Saturday, January 12, 2008

Carl Karcher, Founder of Carl's Jr. Dies at 90

Carl Karcher, who borrowed $311 to buy a Los Angeles hot dog cart in 1941 and turned it into a fast-food empire with more than 3,000 Carl's Jr. and Hardees restaurants in 13 countries, has died. He was 90.

It all started with a Hot Dog cart and it almost didn't happen.

Hot Dog Cart

At age 20, Karcher moved to Anaheim, California, to work for an uncle at a feed and seed store where a customer offered him a job delivering baked goods.

One stop on Karcher's route was a hot dog cart on the corner of Florence and Central in Los Angeles, part of a local chain named Hugo's. Impressed with the business, Karcher and his wife, Margaret, borrowed $311, using their Plymouth auto as collateral, added $15 of their own money, and bought the cart.

``Two weeks after I started, Mr. Hugo told one of my workers that the cart belonged to him and that he'd be by the following Monday to take the cart over,'' Karcher told Copley News Service in 2001. ``I called him that evening and said that I bought the cart from his brother-in-law, and he said his brother-in-law didn't own the cart.

``I said, Mr. Hugo, I'm 24, married and have a child. My wife is upset with me for buying the cart and I owe $311 to the Bank of America that I gave to your brother-in-law. He said, `I don't care.' I was beaten down, but stayed on the phone with him for 45 minutes and finally he said, `Keep the damn cart.' The lesson is never give up.''

Carl's Jr.

Within two years, the Karchers had three carts. They added hamburgers to the menu and in 1945 opened a restaurant, Carl's Drive-In Barbecue. In 1956, the couple opened two smaller versions of the restaurant, calling them Carl's Jr. Karcher's brother Donald served as manager.

The smaller restaurants were notable for another innovation that became an industry standard: Customers paid for food when their order was placed, not after the food was delivered.

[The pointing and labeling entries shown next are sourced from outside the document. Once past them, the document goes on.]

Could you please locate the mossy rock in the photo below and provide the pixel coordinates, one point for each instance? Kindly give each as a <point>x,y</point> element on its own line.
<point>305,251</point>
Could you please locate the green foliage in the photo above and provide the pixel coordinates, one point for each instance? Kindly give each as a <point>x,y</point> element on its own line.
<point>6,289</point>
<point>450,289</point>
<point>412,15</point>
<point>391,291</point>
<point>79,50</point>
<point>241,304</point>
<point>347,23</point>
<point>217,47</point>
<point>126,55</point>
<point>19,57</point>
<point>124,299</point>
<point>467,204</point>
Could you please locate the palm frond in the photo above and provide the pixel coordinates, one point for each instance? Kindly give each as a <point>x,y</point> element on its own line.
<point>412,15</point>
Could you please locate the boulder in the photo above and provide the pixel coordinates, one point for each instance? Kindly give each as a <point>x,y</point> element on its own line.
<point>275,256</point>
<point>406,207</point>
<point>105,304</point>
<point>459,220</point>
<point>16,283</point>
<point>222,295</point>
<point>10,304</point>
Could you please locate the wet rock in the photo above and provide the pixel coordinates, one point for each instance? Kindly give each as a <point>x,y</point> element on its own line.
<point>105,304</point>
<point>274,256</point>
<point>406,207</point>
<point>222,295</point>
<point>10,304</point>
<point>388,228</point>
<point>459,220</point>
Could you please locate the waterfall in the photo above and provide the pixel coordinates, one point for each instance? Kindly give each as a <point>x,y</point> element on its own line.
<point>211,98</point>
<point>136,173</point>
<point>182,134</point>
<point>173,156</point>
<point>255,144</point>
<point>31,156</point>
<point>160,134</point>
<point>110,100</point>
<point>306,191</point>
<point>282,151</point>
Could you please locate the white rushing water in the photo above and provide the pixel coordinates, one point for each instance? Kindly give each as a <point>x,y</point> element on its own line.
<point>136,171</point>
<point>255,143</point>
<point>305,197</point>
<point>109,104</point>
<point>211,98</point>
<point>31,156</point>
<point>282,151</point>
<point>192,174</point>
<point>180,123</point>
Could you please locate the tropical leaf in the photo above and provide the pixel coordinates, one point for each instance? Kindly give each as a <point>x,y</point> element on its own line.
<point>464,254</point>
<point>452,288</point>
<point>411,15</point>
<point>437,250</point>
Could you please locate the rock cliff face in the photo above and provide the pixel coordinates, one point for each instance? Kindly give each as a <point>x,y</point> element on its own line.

By 1975, the Karchers operated more than 100 Carl's Jr. units in Southern California, then expanded into Northern California and Las Vegas. At decade's end sales exceeded $100 million.

In 1981, with 300 restaurants, Karcher took his company public in a $13.8 million initial public offering and embarked on an expansion that by 1990 increased the number of restaurants to 534 with annual sales of $480 million.